This is an interesting article by one of Bill Moyers’ staffers about the injudiciousness of political reporting about the “polarisation” of American politics. The author, Joshua Holland, is spot on that it is the radical right that is doing most of the polarising – at least that’s true within government. Democrats don’t fall too far from the centre generally, whereas the loopy right has been staking more and more ground…to the point where Ronald Reagan is looking like a liberal. Holland points out that Rep. Peter King of New York, a hidebound and closed-minded right-winger, is now being referred to as a prominent congressional “moderate” because he parts company with the Tea Party on a small handful of issues. That should make everyone sit up and take notice of how far the Republican party has tracked rightwards.
Of course, this is not to say that there isn’t an extreme Left to go with the extreme Right in today’s polarised America – it’s just that the extreme Left is so anti-politics that it is natural one cannot find many equivalents to Sen. Ted Cruz or Rep. Michele Bachmann…those equivalents exist, but not in the Senate. Because extreme left-wingers believe that democracy has been sold out to the highest bidder and everyone in government is out to get them, they naturally don’t offer much support to politicians; by contrast, despite anti-government rhetoric, the radical Right never fails to offer candidates for government office and to get them elected.

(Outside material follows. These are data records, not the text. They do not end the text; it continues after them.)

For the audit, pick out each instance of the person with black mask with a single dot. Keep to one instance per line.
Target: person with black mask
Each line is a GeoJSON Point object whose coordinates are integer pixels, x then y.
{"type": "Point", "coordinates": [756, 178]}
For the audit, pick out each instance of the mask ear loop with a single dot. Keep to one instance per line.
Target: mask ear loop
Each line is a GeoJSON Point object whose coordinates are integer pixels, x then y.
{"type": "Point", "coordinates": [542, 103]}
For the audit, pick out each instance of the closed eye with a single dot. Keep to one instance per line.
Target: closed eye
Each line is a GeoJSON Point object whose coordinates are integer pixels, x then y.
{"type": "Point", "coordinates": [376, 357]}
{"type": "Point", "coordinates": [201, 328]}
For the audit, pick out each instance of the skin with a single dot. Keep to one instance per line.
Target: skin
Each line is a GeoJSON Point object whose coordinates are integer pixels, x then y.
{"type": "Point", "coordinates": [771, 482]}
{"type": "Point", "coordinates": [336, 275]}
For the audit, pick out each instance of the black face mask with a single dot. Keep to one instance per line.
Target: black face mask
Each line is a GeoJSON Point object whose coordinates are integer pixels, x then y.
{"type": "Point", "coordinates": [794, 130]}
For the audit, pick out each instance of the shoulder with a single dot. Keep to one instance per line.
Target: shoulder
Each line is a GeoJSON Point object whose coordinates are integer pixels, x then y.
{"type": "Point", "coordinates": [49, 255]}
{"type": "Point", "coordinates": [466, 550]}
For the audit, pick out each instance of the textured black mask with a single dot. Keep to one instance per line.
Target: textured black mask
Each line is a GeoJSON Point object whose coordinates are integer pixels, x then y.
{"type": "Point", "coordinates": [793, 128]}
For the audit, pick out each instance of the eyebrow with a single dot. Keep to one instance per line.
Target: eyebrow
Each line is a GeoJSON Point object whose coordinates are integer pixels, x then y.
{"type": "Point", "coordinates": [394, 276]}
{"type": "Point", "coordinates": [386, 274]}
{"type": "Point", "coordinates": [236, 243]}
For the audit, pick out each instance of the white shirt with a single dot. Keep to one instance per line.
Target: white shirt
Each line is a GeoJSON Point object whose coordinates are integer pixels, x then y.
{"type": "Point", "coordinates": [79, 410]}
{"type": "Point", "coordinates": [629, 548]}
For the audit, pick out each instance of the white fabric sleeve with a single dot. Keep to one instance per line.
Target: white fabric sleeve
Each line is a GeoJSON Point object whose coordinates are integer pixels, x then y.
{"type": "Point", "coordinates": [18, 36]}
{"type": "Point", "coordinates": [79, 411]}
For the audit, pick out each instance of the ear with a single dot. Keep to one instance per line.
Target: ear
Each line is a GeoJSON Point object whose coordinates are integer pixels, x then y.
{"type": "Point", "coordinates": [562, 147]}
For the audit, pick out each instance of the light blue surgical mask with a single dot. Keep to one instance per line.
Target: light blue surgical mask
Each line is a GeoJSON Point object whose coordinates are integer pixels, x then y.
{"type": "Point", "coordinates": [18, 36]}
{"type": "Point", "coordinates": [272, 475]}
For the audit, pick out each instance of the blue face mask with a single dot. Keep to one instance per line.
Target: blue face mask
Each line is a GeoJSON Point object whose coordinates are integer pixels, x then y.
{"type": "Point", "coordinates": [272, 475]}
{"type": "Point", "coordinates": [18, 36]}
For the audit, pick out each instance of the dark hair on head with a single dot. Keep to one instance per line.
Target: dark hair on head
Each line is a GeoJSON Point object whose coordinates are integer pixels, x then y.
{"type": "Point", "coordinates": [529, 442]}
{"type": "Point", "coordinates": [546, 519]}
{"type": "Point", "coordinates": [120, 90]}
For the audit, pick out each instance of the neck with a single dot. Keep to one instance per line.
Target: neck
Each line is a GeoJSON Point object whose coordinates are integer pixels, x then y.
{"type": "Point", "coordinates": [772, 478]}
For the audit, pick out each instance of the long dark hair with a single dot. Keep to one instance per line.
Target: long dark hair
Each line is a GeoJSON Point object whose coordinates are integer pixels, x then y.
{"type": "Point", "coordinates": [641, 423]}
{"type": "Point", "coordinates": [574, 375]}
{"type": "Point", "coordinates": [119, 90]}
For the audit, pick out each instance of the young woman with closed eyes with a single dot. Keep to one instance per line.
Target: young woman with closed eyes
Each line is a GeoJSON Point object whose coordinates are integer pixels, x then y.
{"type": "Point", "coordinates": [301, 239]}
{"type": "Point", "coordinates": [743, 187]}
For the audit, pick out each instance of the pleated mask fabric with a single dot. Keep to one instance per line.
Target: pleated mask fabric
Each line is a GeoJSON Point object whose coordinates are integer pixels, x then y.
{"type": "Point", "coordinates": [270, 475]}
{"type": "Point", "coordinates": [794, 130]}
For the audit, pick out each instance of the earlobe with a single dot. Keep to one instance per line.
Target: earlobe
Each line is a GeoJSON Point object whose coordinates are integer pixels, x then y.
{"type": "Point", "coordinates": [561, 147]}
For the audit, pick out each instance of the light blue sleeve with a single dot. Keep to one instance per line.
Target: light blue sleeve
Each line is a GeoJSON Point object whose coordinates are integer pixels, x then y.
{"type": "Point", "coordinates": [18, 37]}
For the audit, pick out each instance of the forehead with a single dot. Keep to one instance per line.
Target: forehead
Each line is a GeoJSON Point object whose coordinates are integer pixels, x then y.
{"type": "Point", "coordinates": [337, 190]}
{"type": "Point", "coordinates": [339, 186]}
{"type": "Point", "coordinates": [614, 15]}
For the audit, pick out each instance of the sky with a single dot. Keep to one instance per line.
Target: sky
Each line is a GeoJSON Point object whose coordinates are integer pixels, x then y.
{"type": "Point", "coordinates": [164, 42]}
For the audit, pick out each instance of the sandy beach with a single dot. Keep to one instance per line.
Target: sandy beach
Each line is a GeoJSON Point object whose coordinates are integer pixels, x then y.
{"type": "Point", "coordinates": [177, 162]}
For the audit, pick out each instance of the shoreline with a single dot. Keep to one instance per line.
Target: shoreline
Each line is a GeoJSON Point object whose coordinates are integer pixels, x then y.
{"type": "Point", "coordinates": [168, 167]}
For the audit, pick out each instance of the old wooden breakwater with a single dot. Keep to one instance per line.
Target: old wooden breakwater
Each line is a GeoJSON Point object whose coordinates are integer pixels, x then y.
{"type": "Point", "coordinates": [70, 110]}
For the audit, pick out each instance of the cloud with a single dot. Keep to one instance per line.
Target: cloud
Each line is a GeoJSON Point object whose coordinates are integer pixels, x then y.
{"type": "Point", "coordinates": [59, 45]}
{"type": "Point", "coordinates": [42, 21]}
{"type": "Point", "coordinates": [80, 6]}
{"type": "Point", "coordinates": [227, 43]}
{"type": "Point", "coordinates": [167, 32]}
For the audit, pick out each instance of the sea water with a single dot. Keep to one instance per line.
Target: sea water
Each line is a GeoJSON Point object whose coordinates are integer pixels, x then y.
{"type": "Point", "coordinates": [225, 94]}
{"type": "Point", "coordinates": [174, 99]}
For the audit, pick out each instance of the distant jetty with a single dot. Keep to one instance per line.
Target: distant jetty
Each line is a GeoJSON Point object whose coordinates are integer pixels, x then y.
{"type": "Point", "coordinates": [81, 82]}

What I’m getting at here is that the congressional Left, even when it tracks mildly to the purist side, remains moored in reality, as well as committed to the idea that government action can help people, at least occasionally. The hardcore firebagger Left, because it is neither moored in reality nor committed in any way to government action, is therefore likely not to become the congressional Left.
Maybe someday they will be – maybe we will eventually get left-wing obstructionists to go with our right-wing obstructionists on Capitol Hill. But at present, firebaggers believe their anti-democracy and anti-government rants enough to neither participate in democracy nor provide rational options for government action. On Capitol Hill, we only get packaged crazy from the far Right, as the far Left saves it for pointless Occupy gab sessions complete with wacky hand gestures.
The radicalisation of the Republican Party is one of the most important political stories today, to be sure. The radicalisation of an apolitical radical Left _outside_ of the Democratic Party remains something to watch, mind you. But on Capitol Hill, it is the long march of the Tea Party that constitutes the main story.